Monday, December 08, 2025

Road to 100k

 With the fact that I've been able to run and walk successfully all of two days, it might seem a be preposterous that I've just signed up for a 100k. More so, when I reflect that I only was really able to run maybe 4 solid months last year between injuries and illness. And even more so knowing I have an unreliable body that likes to fail periodically and sometimes loses the ability to eat. 



But, nonetheless, last night I signed up for the Tahoe Rim Trail 100k race. My very first 50k back in 2008 was the Tahoe Rim Trail 50k, and the highs I felt in that race have never faded. Last year, I backpacked in the mountains for the first time in Tahoe and ran Broken Arrow, and again felt the magic of that place. And so I've decided to be brave. Maybe a little foolish, or foolhardy as well, but life is short. There is no guarantee that I'll have another summer after this one for running adventures. To be honest, it's a leap of faith to think my body can hold it together the next 8 months to put together a solid training block. But, I'm ready to jump.

24 hours later, I can't stop smiling about having a loud, audacious goal on the calendar. The race has a 24 hour time limit, but technically I could count as an unofficial finisher as long as I finish by the end of the 100 miler race, in 36 hours. All I've got to do is keep moving. 

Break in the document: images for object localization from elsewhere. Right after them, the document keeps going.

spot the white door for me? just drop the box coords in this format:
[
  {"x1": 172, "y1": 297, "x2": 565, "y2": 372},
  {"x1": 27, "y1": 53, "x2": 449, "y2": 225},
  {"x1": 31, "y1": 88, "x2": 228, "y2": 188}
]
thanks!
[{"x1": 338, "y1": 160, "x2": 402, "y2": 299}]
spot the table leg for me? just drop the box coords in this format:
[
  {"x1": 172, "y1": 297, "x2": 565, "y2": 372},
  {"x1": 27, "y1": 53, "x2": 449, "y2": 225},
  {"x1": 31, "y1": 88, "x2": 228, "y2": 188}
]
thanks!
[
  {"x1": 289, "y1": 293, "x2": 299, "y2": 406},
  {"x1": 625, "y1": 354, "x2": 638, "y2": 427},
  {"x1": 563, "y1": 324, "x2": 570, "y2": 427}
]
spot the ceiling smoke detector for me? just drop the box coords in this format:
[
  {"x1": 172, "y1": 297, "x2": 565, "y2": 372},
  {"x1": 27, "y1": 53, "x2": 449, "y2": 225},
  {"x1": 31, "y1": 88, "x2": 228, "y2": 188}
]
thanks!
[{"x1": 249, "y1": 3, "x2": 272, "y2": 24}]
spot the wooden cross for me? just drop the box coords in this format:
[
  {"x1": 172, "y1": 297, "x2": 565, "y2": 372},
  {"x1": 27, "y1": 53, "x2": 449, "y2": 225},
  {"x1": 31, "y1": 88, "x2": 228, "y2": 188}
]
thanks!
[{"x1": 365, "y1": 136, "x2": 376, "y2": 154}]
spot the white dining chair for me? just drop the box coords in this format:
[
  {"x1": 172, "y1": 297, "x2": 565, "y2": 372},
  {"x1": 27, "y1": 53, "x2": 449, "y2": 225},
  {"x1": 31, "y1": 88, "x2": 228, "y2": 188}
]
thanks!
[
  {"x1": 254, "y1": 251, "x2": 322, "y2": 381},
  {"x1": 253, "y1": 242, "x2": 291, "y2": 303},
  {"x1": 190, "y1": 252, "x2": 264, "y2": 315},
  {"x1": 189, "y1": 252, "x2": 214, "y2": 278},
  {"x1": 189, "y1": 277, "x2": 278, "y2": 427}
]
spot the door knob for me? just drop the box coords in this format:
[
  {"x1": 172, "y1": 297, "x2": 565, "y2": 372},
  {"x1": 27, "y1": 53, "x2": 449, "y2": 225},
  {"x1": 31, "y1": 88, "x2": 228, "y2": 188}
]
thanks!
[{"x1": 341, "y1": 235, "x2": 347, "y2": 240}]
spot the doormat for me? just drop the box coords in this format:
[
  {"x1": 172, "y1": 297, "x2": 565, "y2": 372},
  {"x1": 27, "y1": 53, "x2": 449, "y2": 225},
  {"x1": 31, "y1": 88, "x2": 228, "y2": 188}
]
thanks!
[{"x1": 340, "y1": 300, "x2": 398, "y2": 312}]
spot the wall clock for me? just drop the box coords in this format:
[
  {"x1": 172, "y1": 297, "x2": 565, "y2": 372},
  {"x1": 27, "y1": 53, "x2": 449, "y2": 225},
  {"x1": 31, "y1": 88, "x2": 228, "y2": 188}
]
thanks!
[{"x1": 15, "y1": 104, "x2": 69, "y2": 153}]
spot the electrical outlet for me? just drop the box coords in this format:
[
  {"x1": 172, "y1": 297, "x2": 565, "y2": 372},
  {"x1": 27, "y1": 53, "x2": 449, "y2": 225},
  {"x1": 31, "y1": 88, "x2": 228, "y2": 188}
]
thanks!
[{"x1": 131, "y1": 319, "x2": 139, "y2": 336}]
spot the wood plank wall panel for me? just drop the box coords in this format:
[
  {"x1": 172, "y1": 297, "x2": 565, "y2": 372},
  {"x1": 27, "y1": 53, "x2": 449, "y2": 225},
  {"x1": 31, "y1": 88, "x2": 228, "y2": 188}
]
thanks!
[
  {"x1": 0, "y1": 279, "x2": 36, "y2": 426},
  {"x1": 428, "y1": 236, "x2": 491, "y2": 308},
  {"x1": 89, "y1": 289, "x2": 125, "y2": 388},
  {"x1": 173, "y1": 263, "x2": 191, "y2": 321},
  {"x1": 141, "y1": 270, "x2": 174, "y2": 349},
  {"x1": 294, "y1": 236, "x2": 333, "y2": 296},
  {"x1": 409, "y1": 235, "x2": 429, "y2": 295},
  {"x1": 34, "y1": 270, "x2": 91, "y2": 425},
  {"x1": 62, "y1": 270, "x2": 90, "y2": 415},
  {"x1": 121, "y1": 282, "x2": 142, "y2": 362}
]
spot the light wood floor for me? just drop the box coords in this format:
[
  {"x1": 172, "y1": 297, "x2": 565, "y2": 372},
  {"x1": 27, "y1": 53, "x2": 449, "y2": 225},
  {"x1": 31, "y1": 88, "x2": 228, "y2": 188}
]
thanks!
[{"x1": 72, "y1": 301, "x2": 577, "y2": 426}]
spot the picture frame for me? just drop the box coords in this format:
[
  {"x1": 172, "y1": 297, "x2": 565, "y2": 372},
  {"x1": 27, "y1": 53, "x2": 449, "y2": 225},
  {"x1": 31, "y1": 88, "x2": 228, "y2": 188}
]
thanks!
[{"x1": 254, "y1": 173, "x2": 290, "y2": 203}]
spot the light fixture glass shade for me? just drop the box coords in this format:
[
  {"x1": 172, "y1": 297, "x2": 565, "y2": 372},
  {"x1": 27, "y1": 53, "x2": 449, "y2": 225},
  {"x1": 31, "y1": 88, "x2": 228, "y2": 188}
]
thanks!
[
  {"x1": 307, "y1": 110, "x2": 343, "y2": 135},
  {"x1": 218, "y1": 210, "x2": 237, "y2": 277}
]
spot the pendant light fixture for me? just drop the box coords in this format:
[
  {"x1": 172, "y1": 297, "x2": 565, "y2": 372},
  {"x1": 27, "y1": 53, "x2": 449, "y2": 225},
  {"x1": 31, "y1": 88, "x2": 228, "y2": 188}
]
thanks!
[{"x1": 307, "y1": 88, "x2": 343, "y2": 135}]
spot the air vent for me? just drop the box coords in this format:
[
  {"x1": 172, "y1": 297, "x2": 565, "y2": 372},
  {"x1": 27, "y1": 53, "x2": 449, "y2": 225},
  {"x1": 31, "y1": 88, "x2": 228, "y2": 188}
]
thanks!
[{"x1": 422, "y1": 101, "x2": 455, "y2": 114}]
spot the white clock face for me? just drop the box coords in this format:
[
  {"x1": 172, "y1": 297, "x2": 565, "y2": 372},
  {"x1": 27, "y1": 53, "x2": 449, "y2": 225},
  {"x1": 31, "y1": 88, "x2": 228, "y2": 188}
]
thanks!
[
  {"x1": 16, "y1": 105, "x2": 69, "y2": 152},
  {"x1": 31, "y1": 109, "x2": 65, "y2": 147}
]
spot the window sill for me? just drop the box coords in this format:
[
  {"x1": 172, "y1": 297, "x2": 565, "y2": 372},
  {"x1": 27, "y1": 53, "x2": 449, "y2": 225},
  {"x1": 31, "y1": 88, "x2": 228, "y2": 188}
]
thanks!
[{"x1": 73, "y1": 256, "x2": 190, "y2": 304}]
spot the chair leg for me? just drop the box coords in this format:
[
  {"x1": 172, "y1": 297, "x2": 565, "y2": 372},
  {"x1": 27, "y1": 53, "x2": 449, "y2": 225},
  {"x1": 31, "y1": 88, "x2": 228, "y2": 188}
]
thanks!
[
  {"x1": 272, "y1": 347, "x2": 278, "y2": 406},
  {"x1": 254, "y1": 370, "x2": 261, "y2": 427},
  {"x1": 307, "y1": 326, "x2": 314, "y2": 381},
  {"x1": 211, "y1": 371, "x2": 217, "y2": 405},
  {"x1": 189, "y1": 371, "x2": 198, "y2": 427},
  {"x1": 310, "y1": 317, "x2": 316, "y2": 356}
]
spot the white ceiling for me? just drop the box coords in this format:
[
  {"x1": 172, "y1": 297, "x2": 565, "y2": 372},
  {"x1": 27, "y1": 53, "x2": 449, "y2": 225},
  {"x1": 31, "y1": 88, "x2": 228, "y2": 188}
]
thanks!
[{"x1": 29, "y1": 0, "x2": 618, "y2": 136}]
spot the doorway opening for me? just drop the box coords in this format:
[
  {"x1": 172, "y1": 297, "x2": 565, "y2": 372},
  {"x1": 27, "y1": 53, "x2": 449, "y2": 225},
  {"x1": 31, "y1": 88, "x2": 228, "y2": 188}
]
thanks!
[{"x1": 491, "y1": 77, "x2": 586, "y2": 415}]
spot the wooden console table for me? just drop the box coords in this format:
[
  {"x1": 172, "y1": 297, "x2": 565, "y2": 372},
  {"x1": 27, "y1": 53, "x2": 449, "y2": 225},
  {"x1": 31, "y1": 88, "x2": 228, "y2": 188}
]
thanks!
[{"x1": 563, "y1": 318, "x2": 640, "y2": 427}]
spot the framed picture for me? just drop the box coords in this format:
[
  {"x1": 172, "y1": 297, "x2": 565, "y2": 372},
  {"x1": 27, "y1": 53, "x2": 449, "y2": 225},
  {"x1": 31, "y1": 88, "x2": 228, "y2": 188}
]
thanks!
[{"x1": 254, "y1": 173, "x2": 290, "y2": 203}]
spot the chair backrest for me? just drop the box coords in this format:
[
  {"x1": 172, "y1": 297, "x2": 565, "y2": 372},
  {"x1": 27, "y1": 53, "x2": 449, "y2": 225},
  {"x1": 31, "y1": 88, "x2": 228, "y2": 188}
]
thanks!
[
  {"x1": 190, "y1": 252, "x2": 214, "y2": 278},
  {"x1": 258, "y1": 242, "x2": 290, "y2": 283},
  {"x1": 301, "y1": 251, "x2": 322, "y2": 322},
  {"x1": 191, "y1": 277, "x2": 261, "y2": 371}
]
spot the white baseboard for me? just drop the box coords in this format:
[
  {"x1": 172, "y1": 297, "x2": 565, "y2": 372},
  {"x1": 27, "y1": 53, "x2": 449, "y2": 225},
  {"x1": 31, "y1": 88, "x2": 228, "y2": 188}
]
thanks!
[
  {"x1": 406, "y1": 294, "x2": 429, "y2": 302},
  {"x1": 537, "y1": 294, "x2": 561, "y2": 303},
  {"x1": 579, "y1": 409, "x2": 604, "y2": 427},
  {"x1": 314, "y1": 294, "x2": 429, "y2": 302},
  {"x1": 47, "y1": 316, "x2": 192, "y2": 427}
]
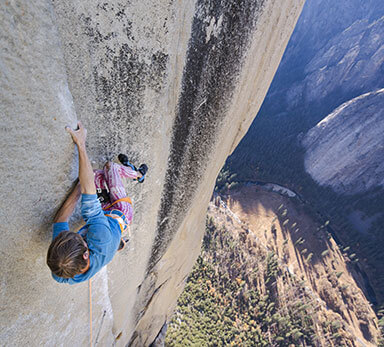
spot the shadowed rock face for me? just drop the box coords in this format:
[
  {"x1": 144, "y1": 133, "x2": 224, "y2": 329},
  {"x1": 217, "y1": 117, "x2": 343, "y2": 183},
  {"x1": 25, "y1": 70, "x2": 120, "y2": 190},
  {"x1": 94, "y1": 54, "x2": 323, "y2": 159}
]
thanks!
[
  {"x1": 151, "y1": 0, "x2": 266, "y2": 273},
  {"x1": 261, "y1": 0, "x2": 384, "y2": 118},
  {"x1": 303, "y1": 89, "x2": 384, "y2": 194},
  {"x1": 0, "y1": 0, "x2": 304, "y2": 346},
  {"x1": 291, "y1": 16, "x2": 384, "y2": 108}
]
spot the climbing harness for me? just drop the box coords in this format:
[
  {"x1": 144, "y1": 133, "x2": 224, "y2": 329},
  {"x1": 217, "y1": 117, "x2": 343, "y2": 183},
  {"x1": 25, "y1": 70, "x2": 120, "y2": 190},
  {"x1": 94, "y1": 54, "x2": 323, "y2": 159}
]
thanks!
[
  {"x1": 102, "y1": 196, "x2": 132, "y2": 210},
  {"x1": 105, "y1": 210, "x2": 130, "y2": 234},
  {"x1": 78, "y1": 196, "x2": 132, "y2": 238},
  {"x1": 103, "y1": 197, "x2": 132, "y2": 233}
]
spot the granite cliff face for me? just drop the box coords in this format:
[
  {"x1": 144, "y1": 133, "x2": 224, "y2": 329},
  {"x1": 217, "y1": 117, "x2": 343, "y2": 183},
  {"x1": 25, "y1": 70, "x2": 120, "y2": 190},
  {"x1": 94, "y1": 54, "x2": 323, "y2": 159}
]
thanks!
[
  {"x1": 0, "y1": 0, "x2": 304, "y2": 346},
  {"x1": 302, "y1": 89, "x2": 384, "y2": 194}
]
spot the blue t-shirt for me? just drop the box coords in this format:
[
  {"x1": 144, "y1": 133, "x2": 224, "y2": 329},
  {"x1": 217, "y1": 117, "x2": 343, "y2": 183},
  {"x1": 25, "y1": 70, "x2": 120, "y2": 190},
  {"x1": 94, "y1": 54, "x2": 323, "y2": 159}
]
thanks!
[{"x1": 51, "y1": 194, "x2": 121, "y2": 284}]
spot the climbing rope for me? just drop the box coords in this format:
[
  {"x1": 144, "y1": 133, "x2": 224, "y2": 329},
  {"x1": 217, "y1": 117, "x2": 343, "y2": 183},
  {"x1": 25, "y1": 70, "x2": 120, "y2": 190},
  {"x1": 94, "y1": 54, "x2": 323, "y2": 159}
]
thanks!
[
  {"x1": 102, "y1": 196, "x2": 132, "y2": 210},
  {"x1": 87, "y1": 196, "x2": 132, "y2": 347},
  {"x1": 89, "y1": 279, "x2": 93, "y2": 347}
]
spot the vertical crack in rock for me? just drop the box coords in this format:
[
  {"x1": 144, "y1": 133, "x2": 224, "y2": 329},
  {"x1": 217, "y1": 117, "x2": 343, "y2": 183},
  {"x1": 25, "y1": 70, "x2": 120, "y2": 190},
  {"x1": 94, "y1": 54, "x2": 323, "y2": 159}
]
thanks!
[
  {"x1": 129, "y1": 278, "x2": 170, "y2": 346},
  {"x1": 149, "y1": 0, "x2": 266, "y2": 271}
]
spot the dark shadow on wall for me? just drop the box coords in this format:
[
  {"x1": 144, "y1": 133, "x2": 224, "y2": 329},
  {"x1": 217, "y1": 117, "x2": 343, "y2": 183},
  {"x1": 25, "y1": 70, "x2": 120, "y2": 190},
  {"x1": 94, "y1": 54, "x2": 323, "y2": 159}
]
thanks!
[{"x1": 147, "y1": 0, "x2": 266, "y2": 273}]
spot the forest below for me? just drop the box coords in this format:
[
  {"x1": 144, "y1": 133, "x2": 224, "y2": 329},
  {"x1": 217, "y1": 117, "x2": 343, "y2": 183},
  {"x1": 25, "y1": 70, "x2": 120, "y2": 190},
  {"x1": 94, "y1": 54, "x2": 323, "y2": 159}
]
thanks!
[{"x1": 165, "y1": 196, "x2": 384, "y2": 346}]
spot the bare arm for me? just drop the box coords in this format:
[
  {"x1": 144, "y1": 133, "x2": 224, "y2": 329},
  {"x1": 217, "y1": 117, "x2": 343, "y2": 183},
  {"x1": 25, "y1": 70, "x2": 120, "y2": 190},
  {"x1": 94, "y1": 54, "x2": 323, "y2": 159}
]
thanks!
[
  {"x1": 66, "y1": 122, "x2": 96, "y2": 195},
  {"x1": 54, "y1": 181, "x2": 81, "y2": 223},
  {"x1": 77, "y1": 144, "x2": 96, "y2": 194}
]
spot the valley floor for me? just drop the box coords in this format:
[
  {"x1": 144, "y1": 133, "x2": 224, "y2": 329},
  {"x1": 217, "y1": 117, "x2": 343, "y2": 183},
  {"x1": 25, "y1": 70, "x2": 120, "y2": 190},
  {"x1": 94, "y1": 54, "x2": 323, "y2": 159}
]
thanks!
[{"x1": 165, "y1": 185, "x2": 381, "y2": 346}]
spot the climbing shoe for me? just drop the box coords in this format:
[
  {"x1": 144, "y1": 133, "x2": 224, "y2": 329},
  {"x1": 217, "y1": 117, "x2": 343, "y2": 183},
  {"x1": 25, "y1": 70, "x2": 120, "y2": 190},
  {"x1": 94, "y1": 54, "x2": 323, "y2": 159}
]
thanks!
[
  {"x1": 137, "y1": 164, "x2": 148, "y2": 183},
  {"x1": 118, "y1": 154, "x2": 137, "y2": 171},
  {"x1": 117, "y1": 237, "x2": 129, "y2": 252},
  {"x1": 119, "y1": 153, "x2": 148, "y2": 183}
]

So, technically, my race training started yesterday. Right now I'm run/walking 2 miles in 3 minute intervals. And I'm going to build this base, brick by brick. The positive of starting over so many times is I've gotten better and better at it. I know I can't rush it, and I need to actually include strength training and yoga, and take care of my body on all the levels. Good fuel, good rest, good relaxation. 

I'm planning on a summer of adventure and am going to do everything I can to get myself there. Only 143 days to go!

6 Years at a Glance

 It's been ages since I've used this blog, another 6 years, and this writing style has fallen by the wayside. Nowadays everything seems focused on clickbait titles and selling a story, versus a place to share a journal about your life. On the plus side, I can start using this without thinking too much about an audience. 


The last 6 years have been bumpy, to say the least. I ended up getting very sick, getting a feeding tube, and then almost dying when that stopped working. And while I had a surgery that is offering a temporary fix, odds are that my issues will return in the next 4-5 years, 10 if I'm lucky. My two years of illness has also meant that I still struggle with multiple chronic health issues that add a lot of complexity to trying to be a runner, de-railing me, it feels like, every time I get started again. 

Yet, I haven't given up yet. I ran my first race post sickness in 2022, Rodeo Beach 1/2 marathon, and my first ultra, Quicksilver 50k in May 2024, followed by the Golden Gate 50k in November. Then, a freak slip at home led to a broken kneecap and 4 months off running (and on crutches for 2 of them). I recovered, rebuilt, and ran Broken Arrow 23k in July, felt on top of the world, only to be hit by a crippling Fibromyalgia flare, and subsequent gastroparesis flare, that sidelined me for 3 months. And then after 2 weeks of recovery, bronchitis and asthma flare. 

It short, I have been a mess. A less stubborn person would take it as a sign and just stop trying to be a runner. But I'm wildly stubborn. And I love getting to feel like a strong person, increasingly so when I have so many stretches where my body isn't my own. where I'm stuck in bed and can barely move and the easiest things are hard. The drive to feel that strength keeps me going.